Given the time I had, spreading myself across two proposals would have meant two mediocre ones. I chose depth over coverage, and I’d make the same call again.

Being selective isn’t the same as playing it safe. It’s choosing where to go deep instead of spreading yourself thin.

Writing the Proposal

Here’s what reading past proposals taught me. The ones that get selected read like they were written by someone who had already spent time inside the codebase, not someone who had just discovered the project last week. Specificity is everything. Exact files, realistic timelines, an honest take on where the hard parts are.

  1. Lead with the problem, not your résumé.
  2. Show you’ve already read the codebase, and reference it directly.
  3. Make your timeline realistic. Mentors have seen padding before.
  4. Acknowledge the risks. It signals maturity, not weakness.

For a real-world example, you can read my full GSoC proposal here.

The Interview Call

Twenty days after submitting, I got an interview call with the maintainers of the Accord Project. It was closer to a technical discussion between two people who had already read the same code. The groundwork I’d laid in the proposal is what made that kind of conversation possible.

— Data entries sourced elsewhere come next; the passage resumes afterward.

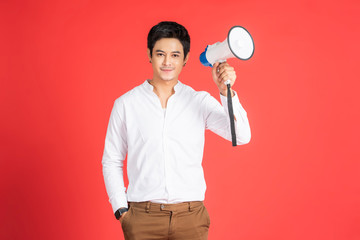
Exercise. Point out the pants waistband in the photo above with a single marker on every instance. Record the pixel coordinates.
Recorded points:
(158, 207)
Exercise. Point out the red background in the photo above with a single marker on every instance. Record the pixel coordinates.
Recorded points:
(63, 63)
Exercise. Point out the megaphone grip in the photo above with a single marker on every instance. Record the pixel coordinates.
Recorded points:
(231, 114)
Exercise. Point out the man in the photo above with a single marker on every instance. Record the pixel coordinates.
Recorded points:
(160, 126)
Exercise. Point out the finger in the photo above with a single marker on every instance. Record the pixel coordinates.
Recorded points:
(228, 69)
(215, 68)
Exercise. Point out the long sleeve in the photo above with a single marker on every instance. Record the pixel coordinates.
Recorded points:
(115, 151)
(218, 120)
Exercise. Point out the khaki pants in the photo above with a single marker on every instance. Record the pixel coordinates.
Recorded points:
(182, 221)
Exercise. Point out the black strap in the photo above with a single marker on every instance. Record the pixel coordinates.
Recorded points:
(231, 114)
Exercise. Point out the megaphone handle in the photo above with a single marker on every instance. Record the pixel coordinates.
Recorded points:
(231, 114)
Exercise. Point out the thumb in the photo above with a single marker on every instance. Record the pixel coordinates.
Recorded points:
(214, 69)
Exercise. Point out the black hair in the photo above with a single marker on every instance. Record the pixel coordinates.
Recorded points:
(169, 30)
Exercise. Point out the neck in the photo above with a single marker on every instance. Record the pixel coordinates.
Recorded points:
(162, 87)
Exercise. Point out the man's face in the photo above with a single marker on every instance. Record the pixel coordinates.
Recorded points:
(167, 59)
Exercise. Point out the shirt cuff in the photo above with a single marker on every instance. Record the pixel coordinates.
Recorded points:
(119, 202)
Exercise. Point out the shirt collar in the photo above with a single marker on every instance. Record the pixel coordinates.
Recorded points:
(150, 87)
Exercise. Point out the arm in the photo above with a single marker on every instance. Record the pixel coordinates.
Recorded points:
(115, 151)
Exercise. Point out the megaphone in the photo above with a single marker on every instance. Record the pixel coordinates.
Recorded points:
(239, 44)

A few weeks later, I was selected.

My GSoC '26 acceptance
My GSoC '26 acceptance

My Personal Tip

If you’re thinking about diving into GSoC, start earlier than you think you need to. I’ve known peers who began tracking organizations during their freshman year, though my cohort also included several seasoned working professionals. The key takeaway is to be much pickier about your chosen organization, and double down on just one or two proposals. The process rewards people who take it seriously, which, if you’ve read this far, you probably already do.